The second axis pursued by the United States to prevent the Iranian Revolution from influencing Pakistan was to encourage the Pakistani government towards Islamism.
Given the inclination of Pakistani Muslims towards Islam, the growth of Islamism in Pakistani governments would give them more legitimacy and also prevent the spread of the revolutionary ideas of Iran’s Islamic Revolution. As former American Secretary of State Henry Kissinger points out, the best way to counter the spread of the Islamic Revolution and prevent its spread and influence among other Islamic societies is creating a guided Islamic movement among Sunnis, which must also be in line with the policies and demands of the American government. This policy was pursued both inside and outside of the territorial borders of Iran. Thus, by planning and spending large sums of money in Pakistani religious schools, extremist groups such as Sipah-e Sahabah in Pakistan and later a phenomenon called the Taliban were formed. Zia al-Haqq’s government played a key role in implementing these policies. General Zia al-Haqq, who was the pioneer of Islamism in Pakistan during his rule which lasted more than a decade, then, in coordination with the United States and Saudi Arabia, ordered that the Islamic law should be enacted and made decisions regarding the pass of shari’ah law. By issuing orders such as banning the sale of alcoholic beverages he tried to make the government seem more Islamic to Islamists. On the other hand, by supporting many Sunni scholars indirectly he could introduce himself as the one who defends and advocates Sunnism in the face of the ideologies stem from the Shi’ah Iranian Revolution.

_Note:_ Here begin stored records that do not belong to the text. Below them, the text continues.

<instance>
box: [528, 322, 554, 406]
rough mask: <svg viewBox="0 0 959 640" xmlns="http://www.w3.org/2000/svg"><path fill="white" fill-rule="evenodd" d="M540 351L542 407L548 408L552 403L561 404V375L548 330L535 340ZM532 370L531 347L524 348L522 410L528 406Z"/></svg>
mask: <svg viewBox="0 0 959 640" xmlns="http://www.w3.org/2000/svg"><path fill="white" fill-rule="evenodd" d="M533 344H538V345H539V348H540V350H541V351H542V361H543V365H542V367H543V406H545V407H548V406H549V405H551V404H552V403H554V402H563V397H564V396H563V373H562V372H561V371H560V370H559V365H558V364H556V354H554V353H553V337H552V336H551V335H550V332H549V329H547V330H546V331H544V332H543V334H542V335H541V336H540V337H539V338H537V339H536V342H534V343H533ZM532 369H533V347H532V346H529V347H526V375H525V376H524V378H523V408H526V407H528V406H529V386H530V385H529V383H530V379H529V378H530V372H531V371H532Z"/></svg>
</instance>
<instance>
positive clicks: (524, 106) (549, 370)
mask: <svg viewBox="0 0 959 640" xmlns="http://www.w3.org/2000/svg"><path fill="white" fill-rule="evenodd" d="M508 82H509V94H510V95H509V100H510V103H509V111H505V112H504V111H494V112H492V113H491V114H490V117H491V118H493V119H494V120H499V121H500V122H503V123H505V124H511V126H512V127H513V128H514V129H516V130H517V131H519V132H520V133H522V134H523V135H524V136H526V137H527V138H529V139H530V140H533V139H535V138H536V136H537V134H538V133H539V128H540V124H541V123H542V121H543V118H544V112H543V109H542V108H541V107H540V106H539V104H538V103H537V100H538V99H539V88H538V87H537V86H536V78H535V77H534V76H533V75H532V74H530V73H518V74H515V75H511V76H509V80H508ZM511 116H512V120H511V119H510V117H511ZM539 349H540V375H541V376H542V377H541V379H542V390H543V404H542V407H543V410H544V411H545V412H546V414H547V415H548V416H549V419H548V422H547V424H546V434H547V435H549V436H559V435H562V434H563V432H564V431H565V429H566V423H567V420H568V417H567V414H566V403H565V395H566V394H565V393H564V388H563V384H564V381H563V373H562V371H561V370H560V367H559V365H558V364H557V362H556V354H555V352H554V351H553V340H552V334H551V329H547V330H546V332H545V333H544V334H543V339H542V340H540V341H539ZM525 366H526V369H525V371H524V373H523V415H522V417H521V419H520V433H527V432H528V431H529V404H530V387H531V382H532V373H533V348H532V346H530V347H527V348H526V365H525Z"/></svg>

Therefore, it was natural that the United States welcomes the implementation of such laws to prevent Iran’s influence in Pakistan, so we see that when the Shari’ah Act was passed in Pakistan in 1991, the American ambassador to Islamabad expressed congratulations on Zia al-Haqq for the success of enforcing the Islamic laws.
Finally, the influence and trans-territorial, informal, and non-governmental power of Shiism in the region as a very favourable setting for exercising soft power has shown that the idea of the Islamic Revolution, in terms of the nature of Islamic behaviours and approaches, can be an influential and strategic alternative to the “Wahhabi-British Islam” and “American liberal Islam” in the modern world and create internal cohesion in the Islamic world by strengthening the logical and moderate elements of the Islamist political character; Therefore, it has provoked many reactions, the most obvious of which is the anti-Shi’ah sectarian violence. On the other hand, external elements in Pakistan are seeking to strengthen the collective identity of Pakistani extremists by directing the acts of violence against the Shi’ahs of Pakistan and use them for their regional strategic goals. If the United States, the United Kingdom and Saudi Arabia feel that there is a general political current in the region in favour of Iran as the “Shi’ah Geopolitical Heartland,” they will increase their pressure on the Shi’ah community in the region, including Pakistan. In this regard, anti-Shi’ah sectarian violence is the most dangerous of such pressures. Accordingly, anti-Shi’ah violence in Pakistan is also a kind of preventive attack against the influence and empowerment of Shi’ahs in this region.